I support the motion to deny the amendment to the Regional Growth Strategy. To explain my position, I want to provide the following background information. Like many people, I needed to completely understand what the strategy is and what it really means for North Saanich, the Saanich Peninsula and the region.

The Capital Regional District Board adopted the Regional Growth Strategy (RGS) on August 13, 2003. The strategy represents an agreement, developed and approved, by all member municipalities and the regional district in partnership, on social, economic and environmental goals and priority actions.

This is a landmark agreement, a landmark agreement as cited in a report prepared in March 2003 by the Department of Environment and Resource Studies, University of Waterloo, titled, The Capital Regional District Growth Strategy: Herding Cats onto the Road of Sustainability. In part, the report states:

- In many urban and rural areas, local citizens motivated by concerns about community disruption and environmental degradation have resisted development projects of various kinds. In some cases, these actions have reflected a broader concern that on a finite planet, or at least in a finite community or region, future growth in human demands will be increasingly destructive.

- The result has been a second wave of growth management that is expected to cover not just all factors that affect growth patterns, but also all consideration that affect long-term community and ecological sustainability.

- Sustainability is fundamentally a matter of applied ethics. It has a human focus but involves consideration of future as well as present interests and recognizes ultimate human dependence on the biosphere. Arguably, commitment to sustainability entails adoption of what Aldo Leopold called the “land ethic” – extending the definition of community from the social interaction of individuals to the linking of all components of the natural world, and requiring people to view themselves as stewards of the land.

- Development of this kind allows for the building of a shared local culture that encompasses history, values and traditions of a particular place or region.

In 1995, the BC government passed the Growth Strategies Statutes Amendment Act to facilitate better coordination of municipalities, regional districts and the provincial government to deal with complex growth management issues. However, its most significant provisions focus on the regional level. The act gave “legislative authority” for regional districts to voluntarily develop and adopt a Regional Growth Strategy.

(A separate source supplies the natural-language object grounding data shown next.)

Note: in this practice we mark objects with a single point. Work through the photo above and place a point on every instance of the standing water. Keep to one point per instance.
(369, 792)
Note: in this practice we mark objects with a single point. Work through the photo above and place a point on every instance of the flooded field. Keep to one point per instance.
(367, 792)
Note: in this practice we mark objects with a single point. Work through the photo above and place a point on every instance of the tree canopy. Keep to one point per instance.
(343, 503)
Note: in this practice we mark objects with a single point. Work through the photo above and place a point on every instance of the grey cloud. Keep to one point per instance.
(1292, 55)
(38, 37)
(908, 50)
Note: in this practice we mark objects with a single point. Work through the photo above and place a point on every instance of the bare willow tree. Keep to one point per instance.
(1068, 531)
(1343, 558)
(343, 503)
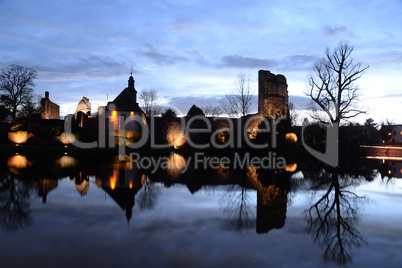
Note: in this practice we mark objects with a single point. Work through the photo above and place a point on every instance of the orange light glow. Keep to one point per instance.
(113, 180)
(66, 138)
(17, 161)
(175, 166)
(291, 137)
(175, 136)
(18, 137)
(114, 114)
(291, 167)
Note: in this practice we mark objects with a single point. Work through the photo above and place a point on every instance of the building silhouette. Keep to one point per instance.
(49, 109)
(273, 96)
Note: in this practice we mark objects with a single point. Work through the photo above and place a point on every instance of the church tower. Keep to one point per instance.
(272, 95)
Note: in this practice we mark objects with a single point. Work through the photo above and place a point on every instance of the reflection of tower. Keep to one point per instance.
(45, 186)
(272, 95)
(82, 183)
(271, 208)
(122, 185)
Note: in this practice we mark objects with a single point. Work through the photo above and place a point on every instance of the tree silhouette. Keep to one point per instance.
(14, 203)
(332, 85)
(332, 219)
(240, 100)
(16, 84)
(148, 195)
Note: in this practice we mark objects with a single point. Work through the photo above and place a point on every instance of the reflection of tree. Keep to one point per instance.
(14, 203)
(148, 195)
(332, 219)
(238, 207)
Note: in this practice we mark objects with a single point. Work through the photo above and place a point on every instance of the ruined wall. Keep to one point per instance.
(50, 110)
(272, 94)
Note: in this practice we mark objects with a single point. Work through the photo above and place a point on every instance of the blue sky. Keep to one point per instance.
(191, 52)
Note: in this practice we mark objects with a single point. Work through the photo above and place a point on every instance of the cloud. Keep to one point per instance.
(334, 30)
(289, 63)
(237, 61)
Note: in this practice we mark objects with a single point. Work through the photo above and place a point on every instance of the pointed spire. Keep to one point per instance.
(131, 81)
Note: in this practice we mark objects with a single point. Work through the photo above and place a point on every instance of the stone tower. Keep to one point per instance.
(272, 95)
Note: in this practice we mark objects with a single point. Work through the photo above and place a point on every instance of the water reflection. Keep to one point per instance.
(14, 202)
(333, 218)
(252, 196)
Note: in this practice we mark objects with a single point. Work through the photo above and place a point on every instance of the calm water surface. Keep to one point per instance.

A regional growth strategy is a regional vision that commits affected municipalities and regional districts to a course of action to meet common social, economic and environmental objectives. It also forms a part of a municipality’s Official Community Plan through a Regional Context Statement, which links the RGS to the municipal plan. The RGS is designed to outline the regional vision for the next 20 years.

The core objective of the Growth Strategies Act is “to promote human settlement that is socially, economically and environmentally healthy and makes efficient use of ... land and other resources.” The foremost priority goals for the RGS are:

- Avoiding urban sprawl and ensuring that development takes place where adequate facilities exist…

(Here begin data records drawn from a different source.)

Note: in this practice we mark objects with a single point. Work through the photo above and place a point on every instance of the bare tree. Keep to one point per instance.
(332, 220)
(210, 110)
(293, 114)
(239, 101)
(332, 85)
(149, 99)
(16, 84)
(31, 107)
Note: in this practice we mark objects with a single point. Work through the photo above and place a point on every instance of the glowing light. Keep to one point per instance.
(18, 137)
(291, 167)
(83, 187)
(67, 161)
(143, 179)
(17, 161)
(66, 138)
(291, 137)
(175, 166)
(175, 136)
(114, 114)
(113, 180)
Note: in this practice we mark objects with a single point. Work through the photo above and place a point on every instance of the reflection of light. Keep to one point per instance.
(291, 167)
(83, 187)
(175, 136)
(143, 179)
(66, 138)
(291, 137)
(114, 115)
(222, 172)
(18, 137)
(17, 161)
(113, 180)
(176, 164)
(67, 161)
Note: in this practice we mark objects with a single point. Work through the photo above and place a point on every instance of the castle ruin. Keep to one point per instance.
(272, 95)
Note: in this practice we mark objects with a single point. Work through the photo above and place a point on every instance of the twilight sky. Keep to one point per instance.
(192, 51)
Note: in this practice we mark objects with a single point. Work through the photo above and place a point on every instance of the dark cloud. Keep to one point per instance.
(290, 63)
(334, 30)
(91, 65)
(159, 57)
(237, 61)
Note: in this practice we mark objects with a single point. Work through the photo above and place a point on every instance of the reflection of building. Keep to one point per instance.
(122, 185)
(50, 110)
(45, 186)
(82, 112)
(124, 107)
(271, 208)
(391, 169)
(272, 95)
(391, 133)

- Protecting environmentally sensitive areas.

- Maintaining the integrity of a secure, productive resource base, including agricultural, and forestland reserves.

- Protecting the quality and quantity of ground and surface water.


Without consistent support and long term commitment from the Capital Regional District through its Regional Growth Strategy, municipal boundaries that keep urban containment compact will be vulnerable, resulting in unmanaged growth that will continue to threaten green and rural spaces, agriculture and farmland and forests and water resources. Local governments in the Capital Regional District must now decide how strong, consistent and effective they will be in the application of sound land use policy that considers critical factors such as:

- Regional energy planning and conservation

- Food production and security

- Efficient, economical and environmentally sound transportation planning

- Conservation and use of water resources

- Waste disposal

The Regional Growth Strategy enables local governments to manage growth with confidence and vision, to plan for the future and for an environmental legacy of which generations after us can be proud.

The report by the University of Waterloo concludes with the following statement that, for me, says it all in a nutshell:

If the necessary goodwill and commitment are to be found anywhere in British Columbia, they are to be found among the municipal leaders and residents of the Capital Regional District, given the long standing concern for quality of life issues in this region. What happens in the CRD will therefore be an important test of the Regional Growth Strategy mechanism. If effective growth management using the Regional Growth Strategy cannot be accomplished in the Capital Regional District, it is unlikely that the mechanism will work well anywhere in the Province.